The heuristic we have described is called "local optimization", because we are optimizing the tour by making small or local changes to it. Although it runs quite fast, people blame its short running time on it not being able to find many improvements for a given tour. To help improve matters what we could do would be to run it a number of times giving it a different, maybe random, solution to start with each time. We could then pick the best of the locally optimal solutions that the heuristic returns.
A more elaborate approach is to break more edges of the tour and reconnect the pieces. For example, we could break 3 edges and from the 3 "strings" that result we could piece the tour back together in different ways. If any of the different reconstructions improve things we're off again. This will usually return solutions that are better than the 2-opt approach that we talked about above but it runs a lot slower.

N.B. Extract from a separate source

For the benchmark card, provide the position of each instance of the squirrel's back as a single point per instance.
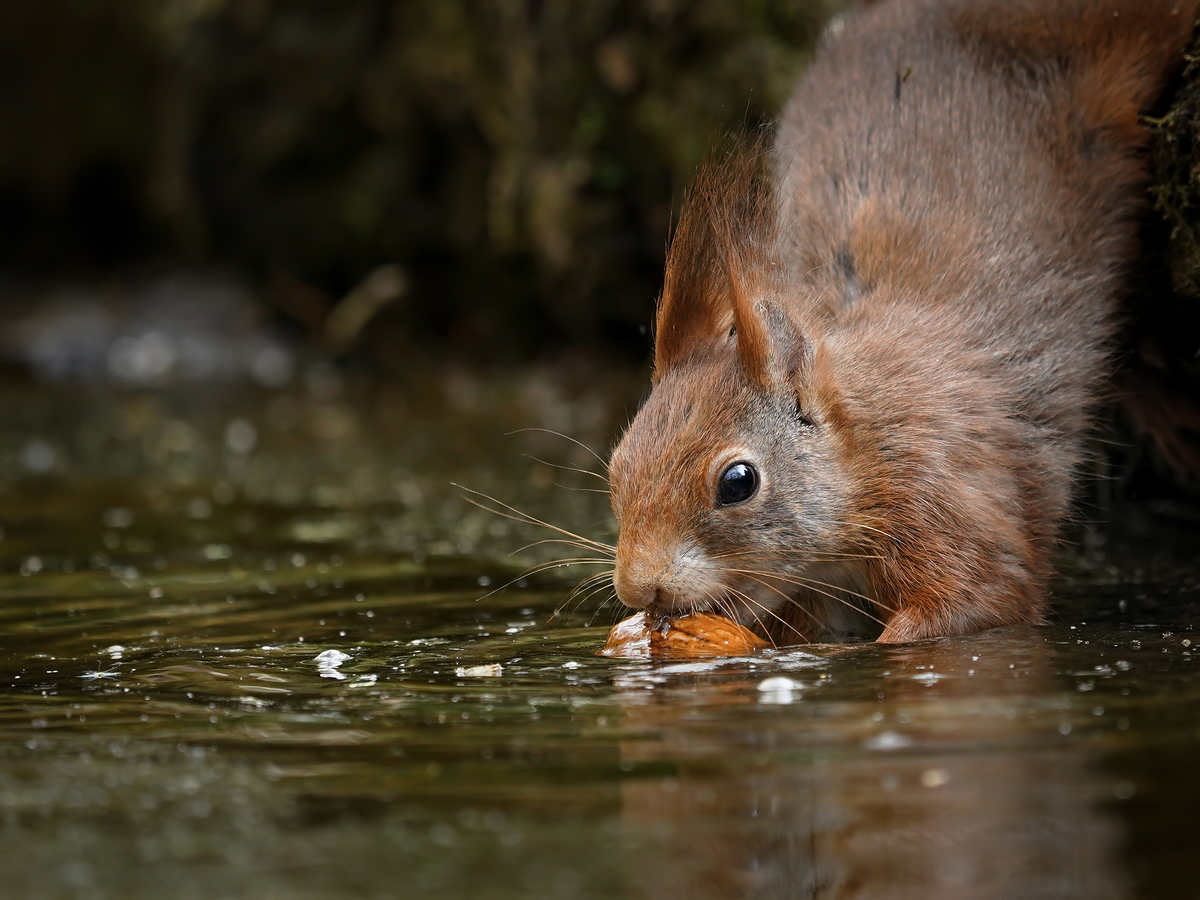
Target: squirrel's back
(875, 395)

For the types of problems that researchers work on nowadays - approximately 1 million cities - 3-opt is unreasonably long-running in spite of the better solutions that it gives. You may be wondering why on earth anyone would be concerned with a 1 million-city travelling salesman problem. Well, while that problem may not arise in practise one almost identical to it does. During the fabrication of complex electronic circuits it is necessary to "zap" many points on the circuit with a laser to break a connection that might have previously existed. The faster we can zap all the points the faster we can turn out our electronic circuits. Finding the shortest path for the laser between the points is the same problem as what we have seen above.

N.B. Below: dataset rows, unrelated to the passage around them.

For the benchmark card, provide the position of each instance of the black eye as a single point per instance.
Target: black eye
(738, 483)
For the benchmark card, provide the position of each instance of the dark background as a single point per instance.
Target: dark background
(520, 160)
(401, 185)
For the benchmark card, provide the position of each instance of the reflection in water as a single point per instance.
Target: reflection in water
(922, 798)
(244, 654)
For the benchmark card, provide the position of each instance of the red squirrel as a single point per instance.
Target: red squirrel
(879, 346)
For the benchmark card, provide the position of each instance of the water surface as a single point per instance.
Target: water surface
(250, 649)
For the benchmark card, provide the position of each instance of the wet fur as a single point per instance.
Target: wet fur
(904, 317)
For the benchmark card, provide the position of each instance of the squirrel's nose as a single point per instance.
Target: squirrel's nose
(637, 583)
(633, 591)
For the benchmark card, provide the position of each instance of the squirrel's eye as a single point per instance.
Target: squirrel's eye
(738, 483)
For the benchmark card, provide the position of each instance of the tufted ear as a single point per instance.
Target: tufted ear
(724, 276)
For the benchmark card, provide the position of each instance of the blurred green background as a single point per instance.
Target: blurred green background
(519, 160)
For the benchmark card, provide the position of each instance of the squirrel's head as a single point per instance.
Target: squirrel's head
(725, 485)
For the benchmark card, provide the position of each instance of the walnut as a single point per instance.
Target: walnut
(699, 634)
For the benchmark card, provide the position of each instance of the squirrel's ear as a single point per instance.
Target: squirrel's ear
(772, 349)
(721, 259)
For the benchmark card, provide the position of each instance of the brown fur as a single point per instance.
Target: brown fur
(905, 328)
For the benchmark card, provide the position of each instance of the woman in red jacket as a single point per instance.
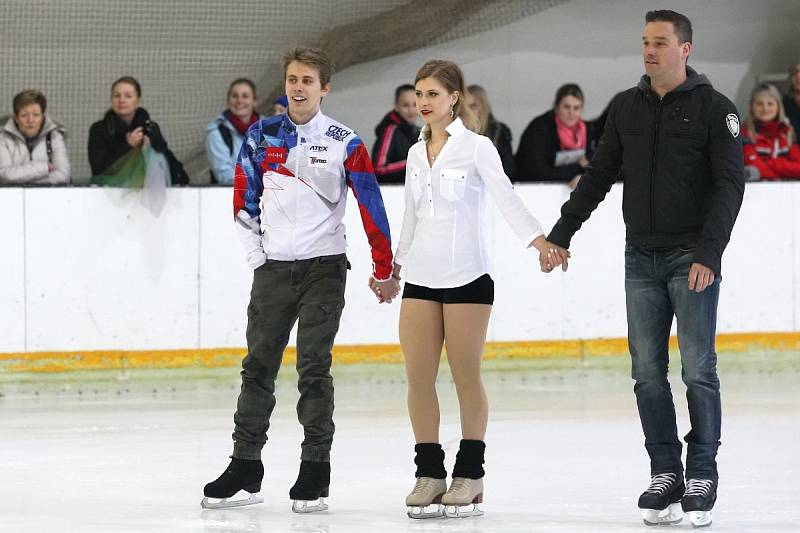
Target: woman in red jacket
(770, 149)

It is quite common for this situation to arise in research: a problem that arises in one area of research may have been examined and solved in some other area earlier. This is an important reason for studying what seem at first to be problems with no practical importance. To paraphrase Frankie Byrne, the agony aunt of the Jacobs Biscuits programme on radio: "The problems we investigate may not be yours today, but they could be some day."
Patrick Healy is a Lecturer in Computer Science and Information Systems. His research interests are in Combinatorial Optimization and Graph Drawing.